4 Tips to Harvesting Vegetables:

  1. Bigger isn’t always better – Many vegetables are at their peak of quality and tenderness when still immature; salad greens, zucchini, cucumbers, beans, peas, potatoes, and turnips for example. Others, like tomatoes and watermelons are best when picked when they are fully ripe and their flavors have been given ample time to develop.
  2. Avoid wet weather – Vegetable gardeners know how important it is for plants to receive regular moisture, but generally it’s a good idea to stay out of the garden when it’s raining. This is especially important with disease-prone crops like tomatoes, cucumbers, squash, and beans, and you should avoid harvesting from or working around these vegetables in wet weather.
  3. Harvest often – Anyone who grows zucchini will tell you that a tiny fruit can go from 2 inches to 2 feet in mere days. Therefore, it’s a good idea to stay on top of harvesting. Frequent harvesting can result in higher quality and better tasting vegetables, but it can also encourage a larger yield.

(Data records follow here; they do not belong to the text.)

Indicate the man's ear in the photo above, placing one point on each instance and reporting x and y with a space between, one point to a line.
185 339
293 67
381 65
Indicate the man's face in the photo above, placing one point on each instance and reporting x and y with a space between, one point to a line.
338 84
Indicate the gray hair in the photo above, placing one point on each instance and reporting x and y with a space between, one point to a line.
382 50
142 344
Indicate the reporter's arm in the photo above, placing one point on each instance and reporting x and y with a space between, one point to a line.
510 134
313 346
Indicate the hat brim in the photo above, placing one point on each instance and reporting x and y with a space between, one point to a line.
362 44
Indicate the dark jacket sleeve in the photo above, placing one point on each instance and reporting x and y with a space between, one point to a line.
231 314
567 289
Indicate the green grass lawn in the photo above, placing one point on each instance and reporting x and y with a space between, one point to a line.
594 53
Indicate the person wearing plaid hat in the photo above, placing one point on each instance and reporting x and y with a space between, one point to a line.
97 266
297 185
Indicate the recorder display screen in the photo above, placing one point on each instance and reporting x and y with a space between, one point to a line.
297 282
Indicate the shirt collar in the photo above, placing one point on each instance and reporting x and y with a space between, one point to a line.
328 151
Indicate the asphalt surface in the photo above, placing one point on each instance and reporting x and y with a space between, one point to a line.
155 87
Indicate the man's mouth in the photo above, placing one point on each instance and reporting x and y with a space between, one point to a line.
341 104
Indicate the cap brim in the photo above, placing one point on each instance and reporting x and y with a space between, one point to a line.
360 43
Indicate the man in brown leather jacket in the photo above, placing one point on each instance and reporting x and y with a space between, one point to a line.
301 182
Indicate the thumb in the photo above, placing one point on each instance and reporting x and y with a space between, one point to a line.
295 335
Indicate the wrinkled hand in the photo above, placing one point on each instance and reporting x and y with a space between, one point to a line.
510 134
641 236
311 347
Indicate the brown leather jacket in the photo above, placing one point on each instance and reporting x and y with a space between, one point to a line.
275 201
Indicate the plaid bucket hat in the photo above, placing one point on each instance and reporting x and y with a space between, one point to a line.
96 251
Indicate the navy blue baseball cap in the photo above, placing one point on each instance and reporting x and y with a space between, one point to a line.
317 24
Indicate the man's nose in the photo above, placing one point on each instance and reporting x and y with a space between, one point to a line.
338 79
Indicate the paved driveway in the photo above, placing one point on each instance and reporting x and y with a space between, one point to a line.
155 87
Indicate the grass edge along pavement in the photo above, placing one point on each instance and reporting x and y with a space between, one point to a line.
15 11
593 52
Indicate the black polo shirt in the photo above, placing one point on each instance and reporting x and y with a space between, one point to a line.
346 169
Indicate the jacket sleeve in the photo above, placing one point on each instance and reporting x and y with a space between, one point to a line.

  4. Use proper tools – For many vegetables, harvesting tools are unnecessary; beans, peas, lettuce, kale, and so on. But, for certain crops like zucchini, large-fruited tomatoes, potatoes, cucumbers, and carrots, it pays to use a sharp knife, pruning shears, garden fork, or other implement to prevent damage to the plant or the part being harvested. Damaged plants provide an entry point for disease, and fruits, like zucchini or tomatoes, can bruise easily which will decrease storage and eating quality. Place harvested vegetables in a basket, trug, or handy garden colander to prevent damage and allow easy washing.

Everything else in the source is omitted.